My use of the term “pillow talk” is to indicate an intimate relationship between husband and wife. Not every president and first lady have pillow talks, not for example, so far as we can tell, Donald and Melania Trump. Nor Richard and Pat Nixon. But they are the exceptions, not the recent rule. In the modern American presidency, most presidents are politically and personally heavily dependent on their wives. Which explains why their relationships are intimate – in different ways they are extremely close.
Presidents share with their wives the pleasures of the White House and the burdens of the office. Similarly, presidents share with their First Ladies information and ideas, duties and responsibilities, values, beliefs, and opinions. Think Gerald and Betty Ford, Jimmy and Roselynn Carter, Ronald and Nancy Reagan, George H.W. and Barbara Bush, Bill and Hillary Clinton (no eyerolling, please!), George W. and Laura Bush, and Barack and Michelle Obama.
From everything we know, Joe and Jill Biden have had, from the beginning of their marriage up to now, a relationship that was intimate. Given their shared triumphs, tribulations, and tragedies, we can even surmise that it was unusually intimate. Joe Biden was senator from the state of Delaware when he and Jill married. He stayed in the senate for about thirty years; then served eight years as vice president; and finally, four years as president. Every step of the way his wife Jill was close by, right by his side.
At the same time Jill Biden made a point of claiming her own identity. Specifically, as an independent woman with her own, separate and distinct, professional life. Having received an Ed.D. degree in educational leadership, she insisted on being called “Dr. Jill Biden,” which some thought pompous and others just a sign of the respect she was anyway due.
The one time in Dr. Biden’s life when, by her own account, her roles conflicted was when her husband, president of the United States, showed serious signs of serious aging. One the one hand she continued to be the independent woman who was the first First Lady to hold a paying job outside the White House. On the other hand, she continued to be the dutiful wife, consort and consigliere to the president. But, as it turned out, it was not possible for her responsibly to play both parts at the same time.

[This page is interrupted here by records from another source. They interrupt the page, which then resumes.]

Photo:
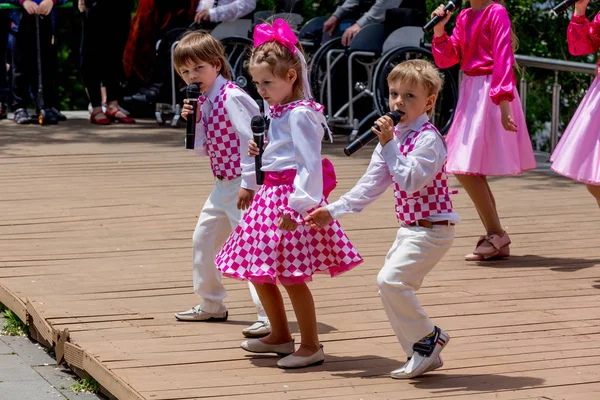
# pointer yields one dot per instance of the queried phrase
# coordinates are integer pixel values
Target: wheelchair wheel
(447, 98)
(318, 70)
(237, 51)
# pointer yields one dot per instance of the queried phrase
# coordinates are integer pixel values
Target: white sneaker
(258, 329)
(426, 355)
(197, 314)
(256, 346)
(400, 372)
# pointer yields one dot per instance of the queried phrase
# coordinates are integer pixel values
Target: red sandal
(99, 121)
(114, 117)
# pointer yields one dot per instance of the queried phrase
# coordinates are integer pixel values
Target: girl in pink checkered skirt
(272, 244)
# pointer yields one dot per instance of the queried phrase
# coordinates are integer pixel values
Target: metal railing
(556, 66)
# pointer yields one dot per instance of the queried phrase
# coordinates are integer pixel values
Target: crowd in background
(119, 44)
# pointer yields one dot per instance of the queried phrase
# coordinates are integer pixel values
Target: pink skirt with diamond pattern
(258, 251)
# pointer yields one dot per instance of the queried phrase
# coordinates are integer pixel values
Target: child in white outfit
(411, 156)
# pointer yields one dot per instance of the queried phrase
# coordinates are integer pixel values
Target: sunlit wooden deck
(95, 238)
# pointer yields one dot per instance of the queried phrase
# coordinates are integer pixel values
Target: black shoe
(21, 116)
(57, 114)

In her book, the portrait she paints of her marriage is in one all-important respect curiously, even weirdly, old-fashioned. When it came to her husband’s health, Jill Biden claims that an open and honest exchange, pillow talk, was unimaginable. It just wasn’t done. In an interview she insisted that her extreme discretion on such matters was “generational.” It was, she said, “the way we grew up.” In her book she asserted the same thing – that she never, ever, discussed her husband’s health with him. “It’s always been the nature of our relationship,” she wrote, “that we’ve maintained a veil of discretion around personal health.”
Well… each to their own. It’s not my place to question the ways of others. It is however my place to point out had Jill Biden had “the talk” with Joe Biden, the pillow talk, history might’ve turned out differently. It takes no great leap of the imagination to conjure a world in which Dr. Biden spoke with President Biden reasonably openly and honestly. In which she would draw on the power of the pillow to urge him to withdraw from, or better, not even to launch another presidential campaign. Hard to imagine a competent modern woman unable to see her husband as he was and, or, not wanting to use the power of the pillow to get him to leave the stage while there was still time.